John told Mildred she was the enemy and part of the establishment, and he would not talk to her when he came home. She was pregnant with their third child, Taalibah, at the time. When John finally relented and talked to his wife, he told her he was afraid of letting anyone, including her, know his true feelings about anything.

Mildred asked him for a divorce in 1999 because she knew he had been unfaithful and had multiple affairs. He was very controlling and she says, "John was very calculating and manipulative with his abuse. He practiced his psychological training he received from the military on me. He was very good at it and used it on others as well to get them to do what he wanted. I felt like I was his case study."

When John picked up their children for a weekend in March 2000, they never returned. "It was eighteen months before I saw my children again. They never came home," she says. She continues, "I never heard them or saw them. It was just like I was not a mother." After 5 days of waiting and calling the school daily, Mildred commented to a teacher, "John kidnapped the children." She says, "He tried everything when we were separated to get me back. The reason he kidnapped the children was to hurt me, to break me. They were used as pawns."
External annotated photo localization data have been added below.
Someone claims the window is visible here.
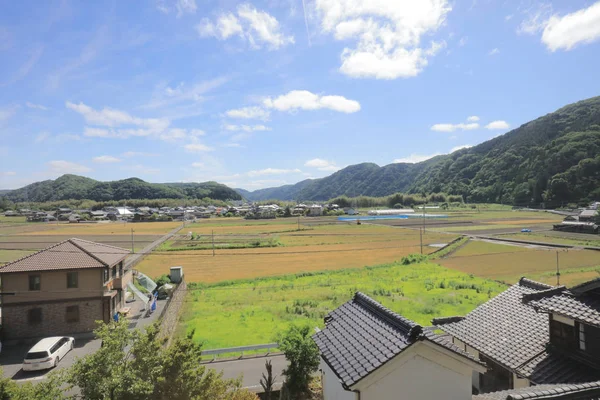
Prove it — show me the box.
[67,271,78,288]
[29,274,41,291]
[28,308,42,325]
[550,319,577,349]
[66,305,79,323]
[111,265,117,279]
[103,268,109,283]
[580,323,600,358]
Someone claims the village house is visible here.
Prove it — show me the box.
[435,277,600,394]
[309,204,323,217]
[313,292,486,400]
[0,238,131,340]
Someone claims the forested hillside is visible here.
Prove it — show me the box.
[2,175,241,202]
[239,96,600,206]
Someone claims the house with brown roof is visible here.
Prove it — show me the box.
[0,238,131,340]
[436,278,600,396]
[313,292,486,400]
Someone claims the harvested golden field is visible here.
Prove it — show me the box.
[439,248,600,284]
[485,218,560,225]
[138,222,456,282]
[16,221,183,235]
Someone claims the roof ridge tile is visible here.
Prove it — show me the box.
[519,277,554,291]
[354,292,422,340]
[522,286,567,303]
[68,238,109,267]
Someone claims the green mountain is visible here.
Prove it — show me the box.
[238,96,600,206]
[2,175,242,202]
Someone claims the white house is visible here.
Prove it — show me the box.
[313,292,486,400]
[309,205,323,217]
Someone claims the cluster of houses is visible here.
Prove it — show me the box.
[554,202,599,233]
[4,203,359,223]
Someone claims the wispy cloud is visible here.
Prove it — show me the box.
[93,155,121,163]
[225,106,271,120]
[485,120,510,130]
[247,168,302,177]
[488,48,500,55]
[304,158,341,172]
[35,132,51,144]
[1,45,44,87]
[393,153,441,163]
[197,4,294,50]
[0,105,18,123]
[224,124,270,132]
[450,144,472,152]
[48,160,91,174]
[184,143,215,153]
[26,102,49,110]
[142,77,228,110]
[431,122,479,132]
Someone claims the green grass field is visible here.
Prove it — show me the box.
[500,232,600,248]
[180,261,506,349]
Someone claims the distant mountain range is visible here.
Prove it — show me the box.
[237,96,600,206]
[1,175,241,203]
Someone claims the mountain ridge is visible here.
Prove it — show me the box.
[237,96,600,206]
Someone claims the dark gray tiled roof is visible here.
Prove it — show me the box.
[528,293,600,328]
[474,381,600,400]
[313,292,482,388]
[437,278,552,371]
[517,350,600,385]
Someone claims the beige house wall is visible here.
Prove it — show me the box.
[2,269,105,303]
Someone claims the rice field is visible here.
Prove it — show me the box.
[137,222,457,282]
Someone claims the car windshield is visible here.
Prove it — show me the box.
[25,351,49,360]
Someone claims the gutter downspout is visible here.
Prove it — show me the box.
[352,389,360,400]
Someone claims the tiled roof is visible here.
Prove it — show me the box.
[528,292,600,328]
[474,381,600,400]
[0,238,130,273]
[437,278,552,372]
[313,292,482,389]
[516,350,600,384]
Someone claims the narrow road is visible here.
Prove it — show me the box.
[124,222,187,270]
[205,354,288,392]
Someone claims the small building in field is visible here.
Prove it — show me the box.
[579,209,598,222]
[0,238,131,340]
[313,292,486,400]
[309,204,323,217]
In August 2001, Mildred received a call from the Bellingham (WA) Police Department informing her that they had the children. John had taken them to Antigua and changed their names. After reuniting with her children, Mildred attended an emergency custody hearing in September 2001 in Tacoma, Washington, and it was at this hearing that she saw John for the first time since 1999. "I was scared. I was shaking like a leaf", she said.

From Tacoma, Mildred and her children moved to Maryland to live with her sister. After being reunited with their mother, the children followed Mildred everywhere she went. According to John Jr., his father told the children the reason he kidnapped them was because their mother did not love John Jr. but she loved the girls and chose to move on with her life without them. The children, at the time, were ages seven, eight, and ten. They later told Mildred they kept asking about her, but their father would get angry so they stopped inquiring.

After the sniper shootings, Mildred acknowledged she was shocked that her ex-husband killed other people while attempting to find her, and she acknowledges, "I was always looking for John." Mildred is aware that, oftentimes, the true meaning of words is not perceived realistically and she says, "People don't take the term seriously-- 'I'm going to kill you.' So many victims and survivors believe the man is going to kill them when he says it. Nobody believes he was going to kill me. That was the most frustrating period of my life. I wholeheartedly believe it was because I didn't have physical marks to prove he could do something of this magnitude."

Mildred wants others to understand that victimization is not merely centered on violence with imprints of physical marks and bodily harm. She says, "The first line of domestic violence is verbal." She understands the trauma that resulted in her life and recognizes how similar situations can affect others. Her goal, Mildred says, is "to have a system in place to enable the survivor to be a viable member of society. Action should be taken before it becomes physical."

Consequently, Mildred has developed a support system for survivors of domestic violence enabling them to reestablish their lives through services that include education, business and employment programs, financial services, clothing, housing, transportation, counseling, substance abuse intervention, and support systems. Her outreach efforts are for individuals who may not meet specific criteria to receive assistance through existing programs.

"My focus is on the survivors because based upon my own experience after the trial and TV cameras going away, I still have to try to make a living out of the ashes of my life. "Just because I walk into a police department with no marks doesn't mean I'm not a victim."